I’m a Games nerd. It’s no secret.
Naturally, a must-see on my Atlanta bucket list was the site of the 1996 Summer Games, Centennial Olympic Park.
While living in London in 2011, I had the chance to tour the Olympic Park, which was at the time, almost completed in time for the 2012 Summer Games. It was my first site visit, and one I never forgot. Watching the Games that summer while interning for Team USA was stunning, knowing I had visited each of those places. I’ve always felt a strong connection to the Games, and touring the sites always makes me feel closer to the movement.
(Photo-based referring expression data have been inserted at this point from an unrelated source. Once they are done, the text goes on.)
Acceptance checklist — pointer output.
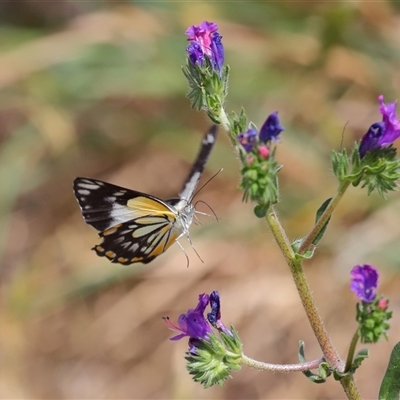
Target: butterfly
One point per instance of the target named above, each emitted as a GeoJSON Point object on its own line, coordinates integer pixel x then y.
{"type": "Point", "coordinates": [138, 227]}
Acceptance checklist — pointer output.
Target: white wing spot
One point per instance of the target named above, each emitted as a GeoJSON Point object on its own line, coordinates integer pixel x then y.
{"type": "Point", "coordinates": [134, 247]}
{"type": "Point", "coordinates": [90, 186]}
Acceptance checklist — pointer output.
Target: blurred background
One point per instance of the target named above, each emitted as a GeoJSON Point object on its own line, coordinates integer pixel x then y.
{"type": "Point", "coordinates": [95, 89]}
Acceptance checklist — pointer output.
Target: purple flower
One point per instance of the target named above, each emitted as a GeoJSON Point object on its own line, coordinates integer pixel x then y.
{"type": "Point", "coordinates": [271, 128]}
{"type": "Point", "coordinates": [383, 133]}
{"type": "Point", "coordinates": [205, 41]}
{"type": "Point", "coordinates": [193, 323]}
{"type": "Point", "coordinates": [214, 317]}
{"type": "Point", "coordinates": [364, 282]}
{"type": "Point", "coordinates": [247, 139]}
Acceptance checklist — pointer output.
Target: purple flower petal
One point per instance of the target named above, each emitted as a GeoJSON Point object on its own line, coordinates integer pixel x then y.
{"type": "Point", "coordinates": [205, 41]}
{"type": "Point", "coordinates": [247, 139]}
{"type": "Point", "coordinates": [214, 317]}
{"type": "Point", "coordinates": [271, 128]}
{"type": "Point", "coordinates": [364, 282]}
{"type": "Point", "coordinates": [192, 323]}
{"type": "Point", "coordinates": [383, 133]}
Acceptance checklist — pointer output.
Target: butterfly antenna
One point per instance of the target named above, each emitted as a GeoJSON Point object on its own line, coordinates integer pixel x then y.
{"type": "Point", "coordinates": [202, 187]}
{"type": "Point", "coordinates": [184, 252]}
{"type": "Point", "coordinates": [191, 244]}
{"type": "Point", "coordinates": [341, 142]}
{"type": "Point", "coordinates": [208, 215]}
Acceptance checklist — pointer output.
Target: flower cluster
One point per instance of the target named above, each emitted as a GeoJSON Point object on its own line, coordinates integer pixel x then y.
{"type": "Point", "coordinates": [372, 314]}
{"type": "Point", "coordinates": [205, 72]}
{"type": "Point", "coordinates": [373, 163]}
{"type": "Point", "coordinates": [211, 358]}
{"type": "Point", "coordinates": [259, 167]}
{"type": "Point", "coordinates": [381, 134]}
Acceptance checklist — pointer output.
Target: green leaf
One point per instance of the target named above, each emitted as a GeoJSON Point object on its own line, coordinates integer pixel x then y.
{"type": "Point", "coordinates": [390, 386]}
{"type": "Point", "coordinates": [358, 359]}
{"type": "Point", "coordinates": [260, 210]}
{"type": "Point", "coordinates": [324, 370]}
{"type": "Point", "coordinates": [318, 216]}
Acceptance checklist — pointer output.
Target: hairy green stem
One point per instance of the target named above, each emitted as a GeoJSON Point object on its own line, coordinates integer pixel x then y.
{"type": "Point", "coordinates": [225, 122]}
{"type": "Point", "coordinates": [350, 388]}
{"type": "Point", "coordinates": [329, 351]}
{"type": "Point", "coordinates": [280, 367]}
{"type": "Point", "coordinates": [324, 217]}
{"type": "Point", "coordinates": [352, 349]}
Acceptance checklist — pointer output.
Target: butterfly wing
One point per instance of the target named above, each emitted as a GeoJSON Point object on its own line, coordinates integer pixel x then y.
{"type": "Point", "coordinates": [194, 176]}
{"type": "Point", "coordinates": [133, 226]}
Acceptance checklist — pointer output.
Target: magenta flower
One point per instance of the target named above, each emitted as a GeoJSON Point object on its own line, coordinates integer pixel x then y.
{"type": "Point", "coordinates": [269, 131]}
{"type": "Point", "coordinates": [384, 133]}
{"type": "Point", "coordinates": [248, 139]}
{"type": "Point", "coordinates": [364, 282]}
{"type": "Point", "coordinates": [205, 42]}
{"type": "Point", "coordinates": [193, 323]}
{"type": "Point", "coordinates": [214, 317]}
{"type": "Point", "coordinates": [271, 128]}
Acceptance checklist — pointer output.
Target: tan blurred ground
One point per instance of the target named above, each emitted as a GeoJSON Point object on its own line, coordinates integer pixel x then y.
{"type": "Point", "coordinates": [96, 90]}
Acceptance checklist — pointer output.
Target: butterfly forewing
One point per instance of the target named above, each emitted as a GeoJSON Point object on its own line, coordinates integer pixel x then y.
{"type": "Point", "coordinates": [134, 226]}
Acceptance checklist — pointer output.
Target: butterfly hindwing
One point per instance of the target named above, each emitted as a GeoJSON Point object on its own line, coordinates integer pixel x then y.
{"type": "Point", "coordinates": [134, 227]}
{"type": "Point", "coordinates": [139, 240]}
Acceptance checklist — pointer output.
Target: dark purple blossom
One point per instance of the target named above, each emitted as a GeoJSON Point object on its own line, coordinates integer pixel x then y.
{"type": "Point", "coordinates": [205, 41]}
{"type": "Point", "coordinates": [271, 128]}
{"type": "Point", "coordinates": [214, 317]}
{"type": "Point", "coordinates": [247, 139]}
{"type": "Point", "coordinates": [193, 323]}
{"type": "Point", "coordinates": [384, 133]}
{"type": "Point", "coordinates": [364, 282]}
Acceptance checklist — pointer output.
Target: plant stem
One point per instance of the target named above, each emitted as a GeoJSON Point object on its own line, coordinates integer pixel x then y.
{"type": "Point", "coordinates": [352, 349]}
{"type": "Point", "coordinates": [295, 265]}
{"type": "Point", "coordinates": [280, 367]}
{"type": "Point", "coordinates": [307, 242]}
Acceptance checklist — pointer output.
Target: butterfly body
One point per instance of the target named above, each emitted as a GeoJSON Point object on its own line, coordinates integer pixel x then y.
{"type": "Point", "coordinates": [134, 226]}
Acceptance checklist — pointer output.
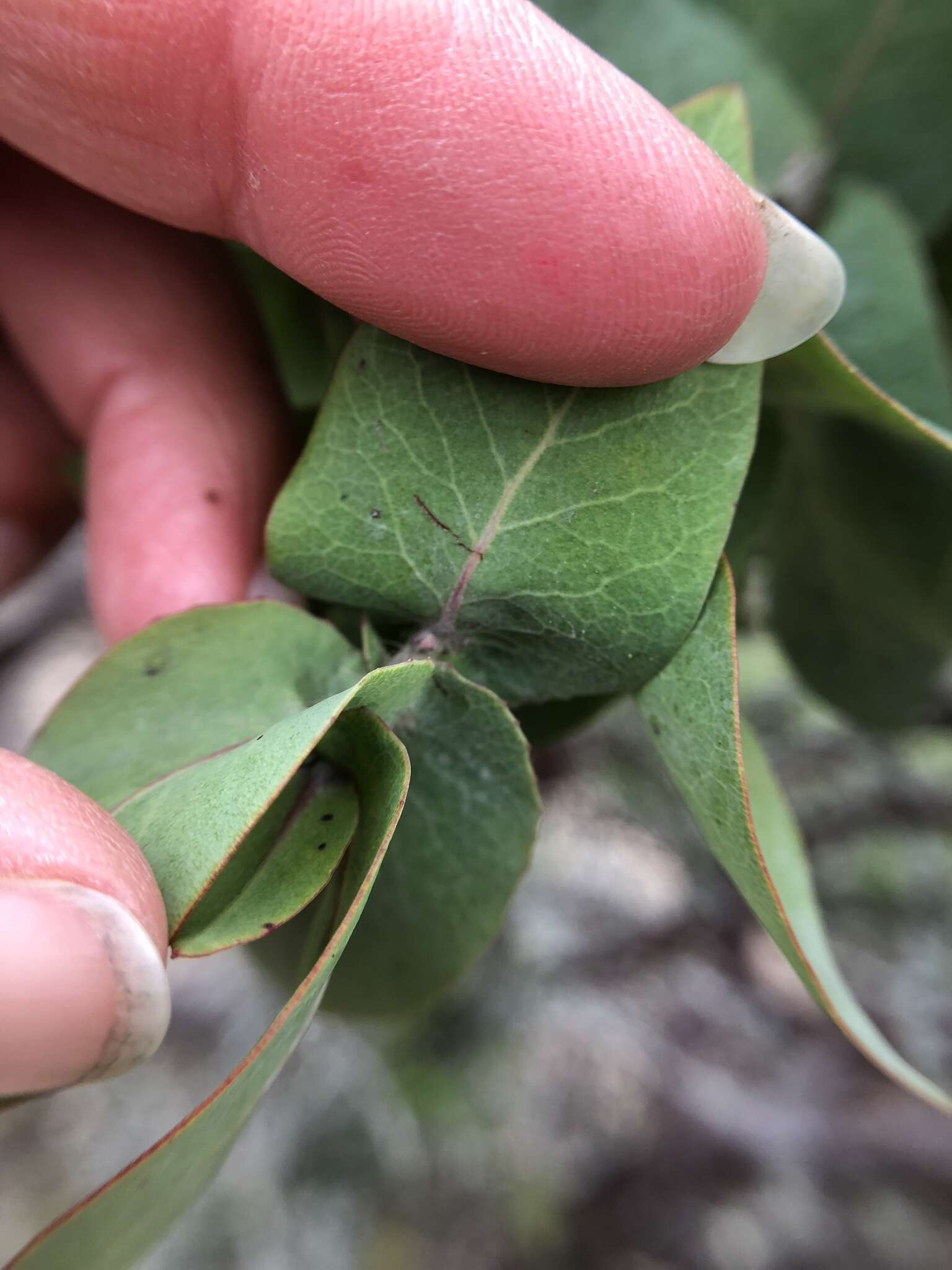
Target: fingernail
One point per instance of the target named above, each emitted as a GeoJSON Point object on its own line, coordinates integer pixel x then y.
{"type": "Point", "coordinates": [83, 988]}
{"type": "Point", "coordinates": [803, 288]}
{"type": "Point", "coordinates": [19, 550]}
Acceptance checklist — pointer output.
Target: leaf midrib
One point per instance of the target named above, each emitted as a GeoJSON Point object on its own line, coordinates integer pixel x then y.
{"type": "Point", "coordinates": [447, 619]}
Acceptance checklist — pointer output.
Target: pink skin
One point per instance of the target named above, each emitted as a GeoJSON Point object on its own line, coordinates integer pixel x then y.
{"type": "Point", "coordinates": [459, 172]}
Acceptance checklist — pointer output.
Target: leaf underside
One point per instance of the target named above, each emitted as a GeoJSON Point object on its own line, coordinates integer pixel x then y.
{"type": "Point", "coordinates": [560, 550]}
{"type": "Point", "coordinates": [694, 717]}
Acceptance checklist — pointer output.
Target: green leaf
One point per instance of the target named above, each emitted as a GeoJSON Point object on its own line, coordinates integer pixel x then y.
{"type": "Point", "coordinates": [889, 329]}
{"type": "Point", "coordinates": [301, 860]}
{"type": "Point", "coordinates": [187, 687]}
{"type": "Point", "coordinates": [862, 567]}
{"type": "Point", "coordinates": [563, 544]}
{"type": "Point", "coordinates": [487, 546]}
{"type": "Point", "coordinates": [860, 536]}
{"type": "Point", "coordinates": [225, 831]}
{"type": "Point", "coordinates": [878, 74]}
{"type": "Point", "coordinates": [692, 713]}
{"type": "Point", "coordinates": [192, 739]}
{"type": "Point", "coordinates": [551, 722]}
{"type": "Point", "coordinates": [677, 48]}
{"type": "Point", "coordinates": [459, 853]}
{"type": "Point", "coordinates": [305, 333]}
{"type": "Point", "coordinates": [116, 1226]}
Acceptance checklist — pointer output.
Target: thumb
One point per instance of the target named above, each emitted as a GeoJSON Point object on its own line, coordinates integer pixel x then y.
{"type": "Point", "coordinates": [83, 935]}
{"type": "Point", "coordinates": [462, 173]}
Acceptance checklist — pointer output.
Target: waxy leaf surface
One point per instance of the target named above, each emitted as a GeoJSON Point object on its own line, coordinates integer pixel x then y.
{"type": "Point", "coordinates": [694, 717]}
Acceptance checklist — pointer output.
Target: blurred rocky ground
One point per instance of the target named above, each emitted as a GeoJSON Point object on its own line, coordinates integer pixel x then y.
{"type": "Point", "coordinates": [632, 1080]}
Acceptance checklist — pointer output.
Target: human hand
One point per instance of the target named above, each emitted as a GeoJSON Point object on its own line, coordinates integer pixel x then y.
{"type": "Point", "coordinates": [459, 172]}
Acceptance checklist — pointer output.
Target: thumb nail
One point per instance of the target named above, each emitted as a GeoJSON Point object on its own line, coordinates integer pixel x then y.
{"type": "Point", "coordinates": [83, 988]}
{"type": "Point", "coordinates": [803, 288]}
One of the coolest moments for me was visiting the statue of Pierre de Coubertin, the founder of the modern Olympic movement. On June 23, 1894, de Coubertin began working towards the revival of the ancient tradition in an effort to globalize sport and foster international cooperation through the Games. Two years later, the International Olympic Committee was created and the first modern Games was held in Athens, Greece. Olympic Day is celebrated around the world on June 23 each year to commemorate the birth of the modern Olympic Games and today, over 160 National Olympic Committees hold events celebrating Olympic Day.
Last summer while living at the Olympic Training Center and interning for the US Olympic Committee, I had the incredible opportunity to cover Team USA’s Olympic Day celebration. It was an amazing show of American pride and support of the Olympic ideals, and to visit the American statue honoring de Coubertin was a great moment for me.
From the dancing Fountain of Rings with swelling scores from Tchaikovsky, to bricks from Team USA supporters, to sport pictograms on the paths, to the IOC, Greek, and American flags flying, I can’t wait to spend more time exploring Centennial Olympic Park over the next few months!